The Mets stayed in Pittsburgh and switched was supposed to be a home series with the Pirates on September 17th, the first games played since the attacks. The Amazins were hot making a late season surge after floundering for most of the year. The September run was interrupted when the terrorists attacked and no one knew how that would affect the club.
That night showed many why America was so great. The Pirate fans were actually supporting the Mets. “I Love New York” pins were handed out to all the fans and the Mets decided to wear the baseball caps of the police, fire department, Port Authority and other jurisdictions of heroes that lost members the week before.
In the relative scheme of things, the game didn’t matter, but the Mets won that game 4-1 with John Franco getting the win and the New Yorkers won again, 7-5, the next night backed by a Mike Piazza home run in the eighth. They swept the Buccos the following night, 9-2 (Go Dickey Gonzalez!), on the 19th setting the stage for the return home that Friday, Sept. 21.
No one knew what this game would mean. Would it just be another regular season game or will the Mets rise higher to the occasion. To cap things off, the club was playing the Atlanta Braves that night, their hated rivals who were en route to another Division title.

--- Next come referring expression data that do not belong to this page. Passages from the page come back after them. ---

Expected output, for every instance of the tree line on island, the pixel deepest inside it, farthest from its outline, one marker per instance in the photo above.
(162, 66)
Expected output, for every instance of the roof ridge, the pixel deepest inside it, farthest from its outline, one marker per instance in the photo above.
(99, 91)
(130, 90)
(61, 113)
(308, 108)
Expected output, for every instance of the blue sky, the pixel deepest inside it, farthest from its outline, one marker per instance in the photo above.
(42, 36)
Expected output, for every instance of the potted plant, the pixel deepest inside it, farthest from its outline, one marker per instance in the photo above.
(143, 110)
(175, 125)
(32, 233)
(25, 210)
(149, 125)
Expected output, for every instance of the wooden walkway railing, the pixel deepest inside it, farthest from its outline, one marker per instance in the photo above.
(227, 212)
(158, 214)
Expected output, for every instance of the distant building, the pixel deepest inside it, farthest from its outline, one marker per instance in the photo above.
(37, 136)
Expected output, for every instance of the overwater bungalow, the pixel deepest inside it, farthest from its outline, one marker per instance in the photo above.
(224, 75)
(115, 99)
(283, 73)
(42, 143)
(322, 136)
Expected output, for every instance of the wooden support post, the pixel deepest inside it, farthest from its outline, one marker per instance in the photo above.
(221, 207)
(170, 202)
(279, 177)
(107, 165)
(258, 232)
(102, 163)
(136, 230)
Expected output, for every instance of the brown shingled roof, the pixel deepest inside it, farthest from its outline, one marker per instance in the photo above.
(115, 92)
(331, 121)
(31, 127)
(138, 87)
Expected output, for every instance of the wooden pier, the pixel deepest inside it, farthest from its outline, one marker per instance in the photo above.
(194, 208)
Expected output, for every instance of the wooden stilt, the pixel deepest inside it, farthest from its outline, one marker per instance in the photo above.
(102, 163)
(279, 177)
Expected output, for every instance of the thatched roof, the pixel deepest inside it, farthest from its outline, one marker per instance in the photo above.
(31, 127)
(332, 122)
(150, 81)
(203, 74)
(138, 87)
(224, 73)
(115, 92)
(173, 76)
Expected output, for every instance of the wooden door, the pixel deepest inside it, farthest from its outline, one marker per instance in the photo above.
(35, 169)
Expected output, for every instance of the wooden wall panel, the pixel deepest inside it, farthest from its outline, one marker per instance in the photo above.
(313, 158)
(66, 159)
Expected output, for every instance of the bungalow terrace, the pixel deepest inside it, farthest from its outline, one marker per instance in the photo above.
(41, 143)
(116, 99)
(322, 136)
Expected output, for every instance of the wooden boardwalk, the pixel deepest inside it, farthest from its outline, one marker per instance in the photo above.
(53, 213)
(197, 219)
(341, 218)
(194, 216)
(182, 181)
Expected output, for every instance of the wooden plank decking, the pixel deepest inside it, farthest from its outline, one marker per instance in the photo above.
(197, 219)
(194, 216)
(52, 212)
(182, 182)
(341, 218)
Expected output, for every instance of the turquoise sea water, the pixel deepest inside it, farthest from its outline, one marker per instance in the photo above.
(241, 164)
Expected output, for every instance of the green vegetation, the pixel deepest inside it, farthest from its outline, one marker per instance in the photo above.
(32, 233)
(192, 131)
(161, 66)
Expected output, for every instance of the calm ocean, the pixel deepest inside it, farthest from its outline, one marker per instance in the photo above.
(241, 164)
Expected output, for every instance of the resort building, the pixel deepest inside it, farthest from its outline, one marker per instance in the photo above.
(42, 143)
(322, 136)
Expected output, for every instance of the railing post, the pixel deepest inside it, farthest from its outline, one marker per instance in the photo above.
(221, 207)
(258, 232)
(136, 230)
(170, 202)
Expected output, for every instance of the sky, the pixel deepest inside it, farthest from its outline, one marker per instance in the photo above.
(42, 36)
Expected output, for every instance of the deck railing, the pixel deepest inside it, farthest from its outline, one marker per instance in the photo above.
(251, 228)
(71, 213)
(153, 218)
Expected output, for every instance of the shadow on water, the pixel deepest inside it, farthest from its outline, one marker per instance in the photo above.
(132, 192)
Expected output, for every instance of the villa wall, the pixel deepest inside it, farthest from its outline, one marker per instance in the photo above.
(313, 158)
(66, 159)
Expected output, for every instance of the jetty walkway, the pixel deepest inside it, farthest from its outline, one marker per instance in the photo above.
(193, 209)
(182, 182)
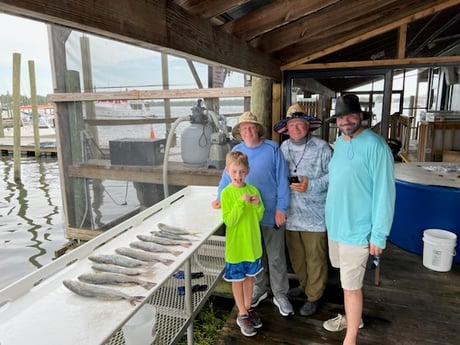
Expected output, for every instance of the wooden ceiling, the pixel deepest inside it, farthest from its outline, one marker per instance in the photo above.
(265, 38)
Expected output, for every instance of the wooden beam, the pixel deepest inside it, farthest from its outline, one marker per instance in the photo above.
(209, 8)
(342, 17)
(379, 28)
(402, 41)
(151, 94)
(178, 173)
(408, 62)
(273, 16)
(157, 24)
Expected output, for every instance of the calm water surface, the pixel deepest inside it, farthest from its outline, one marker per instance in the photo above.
(32, 224)
(31, 218)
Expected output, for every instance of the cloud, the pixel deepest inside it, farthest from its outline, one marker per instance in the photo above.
(114, 64)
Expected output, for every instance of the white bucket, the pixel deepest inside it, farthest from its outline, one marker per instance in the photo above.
(140, 329)
(438, 249)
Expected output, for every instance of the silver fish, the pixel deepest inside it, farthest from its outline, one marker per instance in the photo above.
(113, 279)
(170, 236)
(117, 269)
(89, 290)
(176, 230)
(118, 260)
(164, 241)
(142, 255)
(154, 247)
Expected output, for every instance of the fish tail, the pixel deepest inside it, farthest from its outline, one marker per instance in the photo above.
(135, 299)
(148, 285)
(167, 262)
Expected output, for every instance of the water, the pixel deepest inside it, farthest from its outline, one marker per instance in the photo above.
(31, 218)
(32, 223)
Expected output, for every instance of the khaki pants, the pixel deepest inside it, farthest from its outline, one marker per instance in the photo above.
(309, 259)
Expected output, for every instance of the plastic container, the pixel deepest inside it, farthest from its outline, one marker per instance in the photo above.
(195, 144)
(419, 207)
(438, 249)
(140, 329)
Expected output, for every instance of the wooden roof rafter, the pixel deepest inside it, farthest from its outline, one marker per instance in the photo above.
(361, 36)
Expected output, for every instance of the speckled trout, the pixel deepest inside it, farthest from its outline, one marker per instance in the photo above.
(118, 260)
(175, 230)
(118, 269)
(164, 241)
(114, 279)
(142, 255)
(154, 247)
(90, 290)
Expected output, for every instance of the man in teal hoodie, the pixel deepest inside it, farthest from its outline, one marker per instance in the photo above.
(359, 207)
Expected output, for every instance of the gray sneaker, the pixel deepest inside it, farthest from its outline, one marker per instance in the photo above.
(246, 326)
(283, 304)
(258, 297)
(338, 323)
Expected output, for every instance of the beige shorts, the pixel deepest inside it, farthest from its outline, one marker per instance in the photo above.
(351, 260)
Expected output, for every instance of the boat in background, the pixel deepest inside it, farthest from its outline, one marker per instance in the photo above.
(123, 109)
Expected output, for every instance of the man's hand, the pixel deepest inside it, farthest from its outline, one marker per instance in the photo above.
(280, 218)
(374, 250)
(302, 186)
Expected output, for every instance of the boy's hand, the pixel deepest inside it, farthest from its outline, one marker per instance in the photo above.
(215, 204)
(254, 199)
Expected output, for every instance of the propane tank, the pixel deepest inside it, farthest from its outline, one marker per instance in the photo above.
(196, 138)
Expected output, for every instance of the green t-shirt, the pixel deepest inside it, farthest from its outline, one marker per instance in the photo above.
(243, 238)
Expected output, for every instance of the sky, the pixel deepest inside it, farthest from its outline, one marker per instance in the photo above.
(30, 39)
(116, 66)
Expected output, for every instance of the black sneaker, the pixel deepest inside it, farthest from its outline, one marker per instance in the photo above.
(308, 308)
(258, 297)
(246, 326)
(255, 319)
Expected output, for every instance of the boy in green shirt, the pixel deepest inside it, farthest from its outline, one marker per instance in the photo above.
(242, 210)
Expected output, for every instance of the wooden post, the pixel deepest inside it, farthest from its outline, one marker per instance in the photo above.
(276, 110)
(16, 116)
(75, 123)
(33, 97)
(166, 102)
(261, 102)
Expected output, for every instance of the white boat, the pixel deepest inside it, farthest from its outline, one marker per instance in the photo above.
(121, 108)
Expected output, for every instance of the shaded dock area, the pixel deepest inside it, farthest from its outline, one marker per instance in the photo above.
(412, 305)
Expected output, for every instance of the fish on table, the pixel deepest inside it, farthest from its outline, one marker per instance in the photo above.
(119, 260)
(154, 247)
(170, 236)
(175, 230)
(142, 255)
(114, 279)
(100, 292)
(164, 241)
(118, 269)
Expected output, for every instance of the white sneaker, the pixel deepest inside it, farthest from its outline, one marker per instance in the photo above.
(338, 323)
(283, 304)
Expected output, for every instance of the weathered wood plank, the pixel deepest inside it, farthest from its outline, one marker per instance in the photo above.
(413, 305)
(152, 94)
(157, 24)
(178, 173)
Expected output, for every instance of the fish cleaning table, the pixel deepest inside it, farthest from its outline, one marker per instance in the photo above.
(39, 309)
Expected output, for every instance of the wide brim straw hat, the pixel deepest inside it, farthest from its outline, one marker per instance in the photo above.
(346, 105)
(247, 117)
(296, 111)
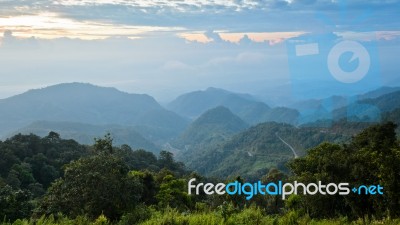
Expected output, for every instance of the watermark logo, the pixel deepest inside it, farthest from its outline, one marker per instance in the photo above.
(280, 188)
(336, 61)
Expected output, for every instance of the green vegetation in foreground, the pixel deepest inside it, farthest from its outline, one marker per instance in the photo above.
(248, 216)
(102, 184)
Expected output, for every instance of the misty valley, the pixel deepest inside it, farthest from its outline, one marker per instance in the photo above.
(76, 153)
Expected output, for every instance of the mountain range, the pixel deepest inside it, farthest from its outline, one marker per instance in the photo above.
(248, 108)
(214, 131)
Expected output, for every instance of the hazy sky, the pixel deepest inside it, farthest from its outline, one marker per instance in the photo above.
(167, 47)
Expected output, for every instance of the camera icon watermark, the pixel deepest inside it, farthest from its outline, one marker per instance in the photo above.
(334, 67)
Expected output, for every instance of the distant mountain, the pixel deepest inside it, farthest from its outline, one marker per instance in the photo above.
(333, 108)
(378, 92)
(369, 110)
(86, 103)
(215, 125)
(254, 151)
(85, 133)
(246, 107)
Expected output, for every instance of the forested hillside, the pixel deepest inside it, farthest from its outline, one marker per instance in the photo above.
(55, 181)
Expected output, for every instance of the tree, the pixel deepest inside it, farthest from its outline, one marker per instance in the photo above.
(94, 185)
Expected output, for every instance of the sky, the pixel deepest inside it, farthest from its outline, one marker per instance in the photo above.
(273, 49)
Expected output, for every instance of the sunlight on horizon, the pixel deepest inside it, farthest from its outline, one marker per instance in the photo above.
(51, 25)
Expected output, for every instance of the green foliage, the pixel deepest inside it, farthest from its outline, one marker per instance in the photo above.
(372, 157)
(92, 186)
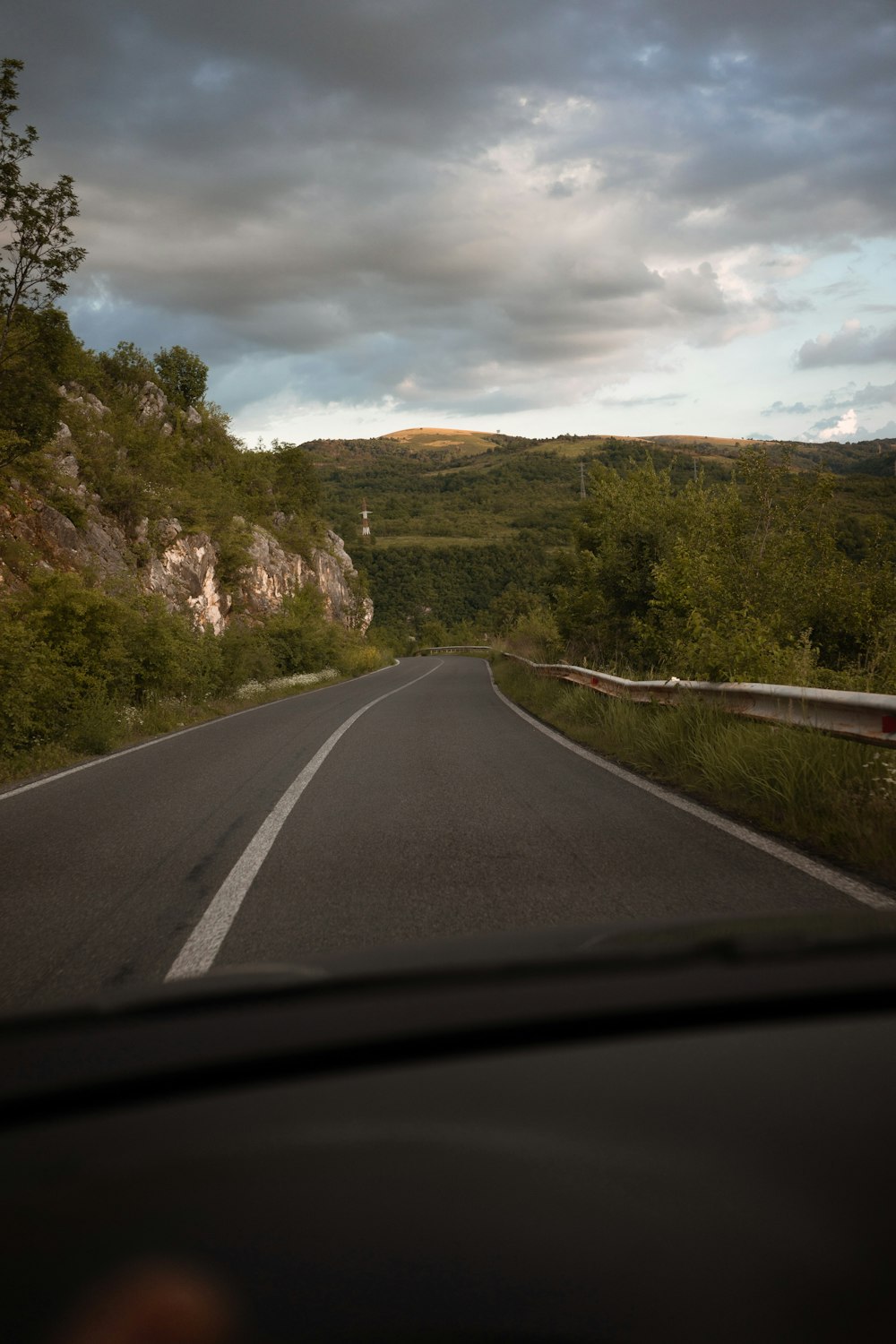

Like most of you, I watched the game on TV. That night, there was a collective telethon held on every other station for the victims of the attacks. So this really was the only game to watch.
And it was proper that it was a baseball game. America’s Game. New York’s Game. If football is considered an allegory to war, then baseball is an allegory to life. And nothing is more normal than a baseball game being played in the city.
The Mets, to their credit, did it right. Bagpipers came in and played patriotic music. Mark Anthony presented the National Anthem and Diana Ross crooned God Bless America and Liza Minnelli sang New York, New York. Not a dry eye in the house.
Something else occurred that night which has never prefaced a baseball game before or since. The teams lined the bases during the pregame tributes, much like an Opening Day or Postseason ceremony. But as the National Anthem ended, and the teams broke ranks, instead of returning to their dugouts, both teams gathered around second base, and it wasn’t to initiate a brawl. They hugged, they shook hands, and exchanged pleasantries, wishing each other’s families well during that fearful time.
And to top things off, even noted Yankee fan and then Mayor of New York Rudy Guiliani received a standing ovation, something he noted was different from any of his other visits to Shea.
Yet as official scorer Joe Donnelly yelled out the time for the first pitch, everything seemed to return to normal. And when Piazza hit that eighth inning homer off Steve Karsay, it lifted the spirits of the city taking its first step back from the terrible tragedy.
And the players knew it was important. Chipper Jones remembered the day recently at Citi Field.
“I didn’t mind [losing] a bit,” said Jones to reporters. “I think each and every one of us will tell you if there’s been one game in our entire careers that we didn’t mind losing, it was that one. You just felt like divine intervention was in New York’s corner that day. We didn’t mind it a bit. We thought it was our duty to go out and take a city and a country’s mind off something terrible that had happened. If it was up to us to go entertain people for three hours, then that was our way of giving something back.”
Sure the Giants opened their season with a ceremony; the Yankees flew the World Trade Center’s flag during the World Series and Mark Messier was introduced on the Garden Ice with a fireman’s hat. But none of those had the impact of the Mets that week. They embellished themselves.
Baseball is just a game and in terms of life and death, it really doesn’t matter who wins or loses. But 14 years ago, the Mets and their game played an important part of the healing of New York. No amount of championships can top what the club did that week. They did their part to bring the city back and after September 21st, things started feeling better in the city.